The remaining terms are calculated using the chain rule again:

\begin{align}
\frac{\partial y}{\partial \beta_{3}} &=& \frac{\partial y}{\partial f_{3}}\frac{\partial f_{3}}{\partial \beta_{3}}\nonumber \\
\frac{\partial y}{\partial \omega_{3}} &=& \frac{\partial y}{\partial f_{3}}\frac{\partial f_{3}}{\partial \omega_{3}}
\end{align}

where we already computed the first term of each right-hand side in Step 2, and the second terms are also easy to compute.  By the same logic, the other terms are:

\begin{align}
\frac{\partial y}{\partial \beta_{k}} &=& \frac{\partial y}{\partial f_{k}}\frac{\partial f_{k}}{\partial \beta_{k}}\nonumber \\
\frac{\partial y}{\partial \omega_{k}} &=& \frac{\partial y}{\partial f_{k}}\frac{\partial f_{k}}{\partial \omega_{k}}
\end{align}

for $k=2,1,0$.

In [None]:
# TODO -- Calculate the final derivatives with respect to the beta and omega terms

dydbeta4 = 1
dydomega4 = 1
dydbeta3 = 1
dydomega3 = 1
dydbeta2 = 1
dydomega2 = 1
dydbeta1 = 1
dydomega1 = 1
dydbeta0 = 1
dydomega0 = 1


In [None]:
# Let's check we got them right
print('dydbeta4: Your value = %3.3f, Function value = %3.3f, Finite difference value = %3.3f'%(dydbeta4, dydbeta4_func,dydbeta4_fd))
print('dydomega4: Your value = %3.3f, True value = %3.3f'%(dydomega4, 0.864))
print('dydbeta3: Your value = %3.3f, True value = %3.3f'%(dydbeta3, -0.211))
print('dydomega3: Your value = %3.3f, True value = %3.3f'%(dydomega3, -0.139))
print('dydbeta2: Your value = %3.3f, True value = %3.3f'%(dydbeta2, 0.476))
print('dydomega2: Your value = %3.3f, True value = %3.3f'%(dydomega2, 2.415))
print('dydbeta1: Your value = %3.3f, True value = %3.3f'%(dydbeta1, 4.830))
print('dydomega1: Your value = %3.3f, True value = %3.3f'%(dydomega1, 4.552))
print('dydbeta0: Your value = %3.3f, True value = %3.3f'%(dydbeta0, -0.646))
print('dydomega0: Your value = %3.3f, Function value = %3.3f, Finite difference value = %3.3f'%(dydomega0, dydomega0_func,dydomega0_fd))

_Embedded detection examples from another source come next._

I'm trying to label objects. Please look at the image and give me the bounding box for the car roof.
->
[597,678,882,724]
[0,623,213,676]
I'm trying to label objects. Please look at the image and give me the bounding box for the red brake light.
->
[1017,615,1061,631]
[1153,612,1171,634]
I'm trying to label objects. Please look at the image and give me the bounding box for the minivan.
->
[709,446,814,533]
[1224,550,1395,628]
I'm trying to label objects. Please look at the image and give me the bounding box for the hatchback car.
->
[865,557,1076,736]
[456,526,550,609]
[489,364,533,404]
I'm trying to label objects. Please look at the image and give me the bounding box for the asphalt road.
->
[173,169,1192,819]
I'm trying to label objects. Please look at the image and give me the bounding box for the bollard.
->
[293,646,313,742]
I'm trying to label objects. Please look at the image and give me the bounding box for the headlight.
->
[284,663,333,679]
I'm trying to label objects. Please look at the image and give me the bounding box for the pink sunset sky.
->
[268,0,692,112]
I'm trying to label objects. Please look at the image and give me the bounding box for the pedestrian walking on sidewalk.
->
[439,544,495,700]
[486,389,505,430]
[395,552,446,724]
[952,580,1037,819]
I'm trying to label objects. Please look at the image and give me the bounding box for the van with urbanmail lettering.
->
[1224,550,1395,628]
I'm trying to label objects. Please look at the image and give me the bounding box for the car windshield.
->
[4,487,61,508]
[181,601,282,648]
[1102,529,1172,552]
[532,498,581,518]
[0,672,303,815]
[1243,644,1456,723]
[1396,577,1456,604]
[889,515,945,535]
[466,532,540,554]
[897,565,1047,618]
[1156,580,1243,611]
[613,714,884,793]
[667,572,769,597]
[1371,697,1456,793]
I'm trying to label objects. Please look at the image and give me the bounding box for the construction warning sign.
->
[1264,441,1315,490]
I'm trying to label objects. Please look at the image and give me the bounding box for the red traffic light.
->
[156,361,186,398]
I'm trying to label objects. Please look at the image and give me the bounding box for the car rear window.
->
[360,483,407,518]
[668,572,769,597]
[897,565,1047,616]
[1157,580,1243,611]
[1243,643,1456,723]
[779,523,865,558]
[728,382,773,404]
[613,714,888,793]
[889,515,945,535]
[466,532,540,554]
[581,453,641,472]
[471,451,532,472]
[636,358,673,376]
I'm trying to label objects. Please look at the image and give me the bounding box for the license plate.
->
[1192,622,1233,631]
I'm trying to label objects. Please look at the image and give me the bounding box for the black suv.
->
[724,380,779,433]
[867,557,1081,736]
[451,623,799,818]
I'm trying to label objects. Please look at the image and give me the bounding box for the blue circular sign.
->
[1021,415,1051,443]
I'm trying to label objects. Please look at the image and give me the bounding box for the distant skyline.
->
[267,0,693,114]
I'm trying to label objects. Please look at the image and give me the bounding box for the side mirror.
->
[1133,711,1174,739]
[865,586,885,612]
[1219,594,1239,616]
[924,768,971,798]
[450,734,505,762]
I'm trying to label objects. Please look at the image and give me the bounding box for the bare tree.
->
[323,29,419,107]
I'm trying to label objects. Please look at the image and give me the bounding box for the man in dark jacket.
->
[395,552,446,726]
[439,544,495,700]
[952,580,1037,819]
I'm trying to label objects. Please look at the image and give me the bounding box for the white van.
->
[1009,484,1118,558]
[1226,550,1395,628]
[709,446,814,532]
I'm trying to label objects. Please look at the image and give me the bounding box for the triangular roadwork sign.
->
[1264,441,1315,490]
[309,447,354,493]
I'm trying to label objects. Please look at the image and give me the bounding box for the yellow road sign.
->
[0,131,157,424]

Using this method, we can compute the derivatives quite easily without needing to compute very complicated expressions.  This is exactly the same way that the derivatives of the parameters are computed in the backpropagation algorithm.  In fact, this basically *is* the backpropagation algorithm.